The term funny money, I use here to define the situation we have today regarding currencies. We live in a world of floating-exchange rates which means that our money is always changing value. This is funny money.
Fiscal irresponsibility refers simply to governments around the world running large, unsustainable deficits.
So what do these things have in common?
The story is simple: With the aid of financial markets, countries can finance their deficits with debt. This works doubly well for them, since the existence of floating exchange rates means States can alter the value of their currency. As we know from macroeconomics 101, devaluing the currency, making the currency lose value, will be beneficial for debt issuers, who can return their debts with less valuable money, in fact, by cheating the creditors. The creditors here don’t complain, since they are part of the chosen elite the government can sustain through its illegal practices.

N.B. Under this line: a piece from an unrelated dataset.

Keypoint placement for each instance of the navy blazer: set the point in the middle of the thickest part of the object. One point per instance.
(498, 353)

It’s not hard to see, and in fact empirical evidence proves this, that the tendency will be for States to abuse this power, and will build up their deficits further and further, while also devaluing, in a less obvious way, the currency further and further.
This contrast starkly with the situation that comes about when we have hard money, money that is stable in value.
Under this premise, the power of the state to manipulate the currency disappears, and indeed, so do the incentives to engage in large deficits, since the debt will have to be repaid in the future with money that will be just as valuable as before.
Funny money, will inevitably lead to reckless fiscal practices, while hard money will keep fiscal policy sane and sustainable.
This is not to say, however, that hard money will inhibit countries from running deficits. On the contrary, by being fiscally responsible, the incentives to lend to a country increase. This is why during the gold standard era, Great Britain could issue debt of infinite maturity at around 3% interest rate.
Another problem arises with large deficits subsidized by the financial market. The governors, whose main source of income used to be taxes, has now secured a new source of income, totally independent. What does this mean for politics?
It means, and as is evident by now, that the desires of taxpayers are no longer important, and come second to those who truly finance the State.
It means that the chain of incentives has changed.
It means that we live in a world where there are truly no restraints on what the system can do to us, no restraints on the power of government and privileged elite, and no restraints on the elimination of our freedom.